The movie’s release follows a very successful festival run that included FilmQuest and the Austin Film Festival, where it won the Audience Award for Dark Matters Feature. The film has earned accolades at every stop for its fun, knowing approach to erotic thriller traditions. Follow Her knows what questions are running through the audience’s heads, and works them into the dialogue between Jess and Tom.
When her foot isn’t in his mouth, that is.
“It’s an erotic thriller about a young woman who goes a bit too far online,” Caminer explains. “I also like to say it’s almost a cautionary tale about social media.”
The script came to Caminer when Barker reached out to one of her filmmaking partners, director John Gallagher, and he recommended Caminer for the job because she had produced several of his films, including Blue Moon, The Deli and Men Lie.
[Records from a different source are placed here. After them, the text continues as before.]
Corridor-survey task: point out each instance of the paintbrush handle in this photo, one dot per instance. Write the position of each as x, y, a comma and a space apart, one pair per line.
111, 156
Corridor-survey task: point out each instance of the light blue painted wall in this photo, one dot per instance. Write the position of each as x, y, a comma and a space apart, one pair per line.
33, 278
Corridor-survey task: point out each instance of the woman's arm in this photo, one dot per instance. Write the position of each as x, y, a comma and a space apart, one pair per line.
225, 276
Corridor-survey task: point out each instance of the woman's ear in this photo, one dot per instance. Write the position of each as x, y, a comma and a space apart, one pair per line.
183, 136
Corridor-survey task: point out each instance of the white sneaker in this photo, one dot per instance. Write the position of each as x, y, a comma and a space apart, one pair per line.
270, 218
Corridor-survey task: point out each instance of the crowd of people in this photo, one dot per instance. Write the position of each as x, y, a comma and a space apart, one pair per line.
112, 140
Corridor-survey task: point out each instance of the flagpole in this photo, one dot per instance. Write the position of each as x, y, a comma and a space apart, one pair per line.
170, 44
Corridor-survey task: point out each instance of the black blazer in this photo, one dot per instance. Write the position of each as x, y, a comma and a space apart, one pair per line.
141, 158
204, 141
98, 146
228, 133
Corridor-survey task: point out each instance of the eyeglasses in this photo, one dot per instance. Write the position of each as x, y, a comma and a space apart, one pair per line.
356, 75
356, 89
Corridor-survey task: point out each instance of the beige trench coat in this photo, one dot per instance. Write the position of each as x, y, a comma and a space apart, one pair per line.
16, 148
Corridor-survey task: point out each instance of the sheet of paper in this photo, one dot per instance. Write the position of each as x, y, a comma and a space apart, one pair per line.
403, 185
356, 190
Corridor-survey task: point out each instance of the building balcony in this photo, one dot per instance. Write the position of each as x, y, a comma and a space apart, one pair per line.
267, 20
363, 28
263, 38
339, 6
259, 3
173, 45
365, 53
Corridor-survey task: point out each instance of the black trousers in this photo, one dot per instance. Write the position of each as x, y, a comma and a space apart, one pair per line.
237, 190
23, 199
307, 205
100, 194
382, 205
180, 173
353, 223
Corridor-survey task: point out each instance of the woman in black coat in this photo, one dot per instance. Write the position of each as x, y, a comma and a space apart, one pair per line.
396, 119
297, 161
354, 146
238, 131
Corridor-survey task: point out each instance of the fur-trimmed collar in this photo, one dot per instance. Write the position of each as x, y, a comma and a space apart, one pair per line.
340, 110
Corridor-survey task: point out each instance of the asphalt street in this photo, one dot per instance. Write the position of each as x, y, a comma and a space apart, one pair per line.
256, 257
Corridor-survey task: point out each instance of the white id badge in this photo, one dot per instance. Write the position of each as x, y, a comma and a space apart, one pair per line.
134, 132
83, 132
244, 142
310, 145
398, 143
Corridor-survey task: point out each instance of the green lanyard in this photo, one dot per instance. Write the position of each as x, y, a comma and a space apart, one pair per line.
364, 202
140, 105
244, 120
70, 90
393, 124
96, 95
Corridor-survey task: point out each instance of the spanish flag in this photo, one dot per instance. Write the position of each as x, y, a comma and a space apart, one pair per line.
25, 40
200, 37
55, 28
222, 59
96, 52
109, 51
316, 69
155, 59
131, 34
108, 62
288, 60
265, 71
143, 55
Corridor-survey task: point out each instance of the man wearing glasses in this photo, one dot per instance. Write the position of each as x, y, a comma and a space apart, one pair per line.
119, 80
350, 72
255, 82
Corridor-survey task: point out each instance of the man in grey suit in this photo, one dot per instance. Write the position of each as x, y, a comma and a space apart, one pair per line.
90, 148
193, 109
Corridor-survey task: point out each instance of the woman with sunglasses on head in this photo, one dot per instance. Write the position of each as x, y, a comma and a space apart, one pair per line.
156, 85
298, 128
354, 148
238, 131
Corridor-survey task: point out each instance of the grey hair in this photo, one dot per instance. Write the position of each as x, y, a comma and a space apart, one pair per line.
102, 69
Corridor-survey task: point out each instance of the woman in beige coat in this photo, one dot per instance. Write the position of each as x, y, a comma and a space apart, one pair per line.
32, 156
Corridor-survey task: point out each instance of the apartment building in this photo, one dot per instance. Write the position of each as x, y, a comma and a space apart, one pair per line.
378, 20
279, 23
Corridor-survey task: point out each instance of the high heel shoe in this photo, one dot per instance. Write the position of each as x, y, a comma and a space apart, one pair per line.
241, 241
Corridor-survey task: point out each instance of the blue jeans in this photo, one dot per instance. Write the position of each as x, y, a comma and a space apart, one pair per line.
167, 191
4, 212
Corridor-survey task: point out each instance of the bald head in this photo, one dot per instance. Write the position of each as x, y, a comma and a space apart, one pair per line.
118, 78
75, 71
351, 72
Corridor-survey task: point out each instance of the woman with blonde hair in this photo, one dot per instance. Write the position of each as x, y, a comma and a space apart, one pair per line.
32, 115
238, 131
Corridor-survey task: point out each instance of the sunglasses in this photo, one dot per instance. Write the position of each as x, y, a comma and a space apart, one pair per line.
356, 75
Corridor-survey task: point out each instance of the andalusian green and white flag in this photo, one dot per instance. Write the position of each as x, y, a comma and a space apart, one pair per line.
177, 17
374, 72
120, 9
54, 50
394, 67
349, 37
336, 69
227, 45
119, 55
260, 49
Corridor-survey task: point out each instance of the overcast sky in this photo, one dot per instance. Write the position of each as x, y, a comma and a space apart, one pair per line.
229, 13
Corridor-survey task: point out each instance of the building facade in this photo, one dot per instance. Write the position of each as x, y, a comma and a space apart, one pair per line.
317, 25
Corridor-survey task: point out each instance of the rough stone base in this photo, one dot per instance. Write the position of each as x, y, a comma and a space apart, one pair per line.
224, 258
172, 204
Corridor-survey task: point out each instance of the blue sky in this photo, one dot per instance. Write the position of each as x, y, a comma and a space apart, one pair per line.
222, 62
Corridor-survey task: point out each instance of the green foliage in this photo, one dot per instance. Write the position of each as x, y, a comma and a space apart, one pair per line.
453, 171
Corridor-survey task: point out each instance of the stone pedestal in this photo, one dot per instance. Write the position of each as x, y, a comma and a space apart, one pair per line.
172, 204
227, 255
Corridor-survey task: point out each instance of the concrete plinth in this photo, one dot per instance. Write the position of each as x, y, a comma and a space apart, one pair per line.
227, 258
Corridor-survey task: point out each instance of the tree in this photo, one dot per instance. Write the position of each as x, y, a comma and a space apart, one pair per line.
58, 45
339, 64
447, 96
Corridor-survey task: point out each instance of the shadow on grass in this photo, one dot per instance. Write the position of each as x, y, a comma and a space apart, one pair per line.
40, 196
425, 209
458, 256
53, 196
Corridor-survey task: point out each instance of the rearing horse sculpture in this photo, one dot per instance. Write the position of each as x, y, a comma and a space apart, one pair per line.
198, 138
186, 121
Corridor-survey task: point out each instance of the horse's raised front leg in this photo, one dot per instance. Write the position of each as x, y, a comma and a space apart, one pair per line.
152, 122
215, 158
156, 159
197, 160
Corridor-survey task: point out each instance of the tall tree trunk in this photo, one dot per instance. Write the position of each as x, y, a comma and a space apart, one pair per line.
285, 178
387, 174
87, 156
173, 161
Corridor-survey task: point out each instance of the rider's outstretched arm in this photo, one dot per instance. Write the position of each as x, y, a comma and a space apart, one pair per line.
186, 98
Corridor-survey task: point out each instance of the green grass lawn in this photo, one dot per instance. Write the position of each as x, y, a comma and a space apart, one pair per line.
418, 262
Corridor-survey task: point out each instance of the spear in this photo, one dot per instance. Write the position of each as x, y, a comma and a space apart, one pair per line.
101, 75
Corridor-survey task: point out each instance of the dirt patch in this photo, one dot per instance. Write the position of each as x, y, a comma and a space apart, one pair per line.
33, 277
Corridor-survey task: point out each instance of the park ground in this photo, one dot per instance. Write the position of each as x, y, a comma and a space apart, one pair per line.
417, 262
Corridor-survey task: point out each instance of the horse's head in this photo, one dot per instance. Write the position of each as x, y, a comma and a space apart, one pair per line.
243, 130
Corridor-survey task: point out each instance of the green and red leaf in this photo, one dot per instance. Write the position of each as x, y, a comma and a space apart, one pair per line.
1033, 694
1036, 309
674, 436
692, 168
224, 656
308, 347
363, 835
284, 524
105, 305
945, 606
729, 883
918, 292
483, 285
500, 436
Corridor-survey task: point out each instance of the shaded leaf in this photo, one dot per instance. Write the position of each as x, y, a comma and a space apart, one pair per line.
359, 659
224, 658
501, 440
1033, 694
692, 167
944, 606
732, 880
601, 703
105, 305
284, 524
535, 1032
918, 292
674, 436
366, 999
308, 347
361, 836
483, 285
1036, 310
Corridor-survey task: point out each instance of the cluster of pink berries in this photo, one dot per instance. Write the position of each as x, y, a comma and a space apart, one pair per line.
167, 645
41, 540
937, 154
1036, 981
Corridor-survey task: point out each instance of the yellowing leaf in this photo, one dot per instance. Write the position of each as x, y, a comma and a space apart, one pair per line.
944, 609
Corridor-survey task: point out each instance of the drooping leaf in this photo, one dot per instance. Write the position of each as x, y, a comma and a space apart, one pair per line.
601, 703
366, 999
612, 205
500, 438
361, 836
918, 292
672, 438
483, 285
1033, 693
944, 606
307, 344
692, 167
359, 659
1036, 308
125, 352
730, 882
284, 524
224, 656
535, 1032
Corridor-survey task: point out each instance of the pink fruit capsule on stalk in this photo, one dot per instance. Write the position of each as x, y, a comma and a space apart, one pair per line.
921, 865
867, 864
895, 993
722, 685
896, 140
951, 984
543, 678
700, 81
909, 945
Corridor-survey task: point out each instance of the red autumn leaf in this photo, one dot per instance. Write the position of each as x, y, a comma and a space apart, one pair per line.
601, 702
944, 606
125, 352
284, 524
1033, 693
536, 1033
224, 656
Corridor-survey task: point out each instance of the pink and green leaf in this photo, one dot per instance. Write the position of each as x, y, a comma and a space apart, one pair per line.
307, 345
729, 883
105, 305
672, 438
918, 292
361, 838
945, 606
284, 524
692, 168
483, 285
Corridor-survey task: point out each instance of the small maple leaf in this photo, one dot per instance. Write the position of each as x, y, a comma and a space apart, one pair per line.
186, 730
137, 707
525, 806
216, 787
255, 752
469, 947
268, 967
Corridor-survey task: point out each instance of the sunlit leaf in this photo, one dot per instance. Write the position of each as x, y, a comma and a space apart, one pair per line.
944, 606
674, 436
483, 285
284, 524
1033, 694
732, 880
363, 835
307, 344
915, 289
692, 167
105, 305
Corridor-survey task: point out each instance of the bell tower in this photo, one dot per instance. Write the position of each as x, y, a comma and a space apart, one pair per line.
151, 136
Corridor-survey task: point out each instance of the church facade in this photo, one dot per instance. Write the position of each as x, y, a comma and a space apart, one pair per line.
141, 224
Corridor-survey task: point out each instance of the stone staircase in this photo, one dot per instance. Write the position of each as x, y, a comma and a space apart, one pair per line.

She was immediately drawn to Jess.
“I was like, God — a female protagonist who isn’t perfect. I love flawed characters, because I haven’t met anyone that isn’t flawed,” Caminer recalls.
Sylvia Caminer on Knowing and Breaking the Rules She notes that while Hollywood films are doing a better job of increasing the percentage of women onscreen, “I feel like we might be tending to idolize or put up women on pedestals, and I think that’s not healthy. So I liked a female protagonist who wasn’t perfect — that you’d even think, ‘Well, I’m not sure I’m rooting for her. She’s doing some really morally objectionable things.’
“But yet she fights,” Caminer adds. “I wouldn’t be interested in a woman who was just objectified or didn’t fight back. And she’s a strong, headstrong woman who makes choices and lives by them. And so that was really compelling.”
She worked closely with Barker and Cook to coordinate intimate scenes that veer quickly from passionate to scary to comedic. The fact that Barker was writing for a character she also played helped ensure a basic comfort level. In fact, the script initially went further than the final film.
“I will say that first draft I read was way riskier,” Caminer says. “I think it probably would have been NC-17. So Dani was very comfortable. … I am definitely in the school of less is more. Because I love classic old films. And you look at someone like Hitchcock or even John Ford, all the great old-time directors… you don’t have to do so much.
“You don’t have to show so much. You don’t have gore. There’s a place for gore and horror for sure. That’s probably not my first preference for the type of film I would make though. So yeah, it’s definitely just an R. It’s not even a hard R.”
Follow Her, from Quiver Distribution, is now in select theaters and available on VOD.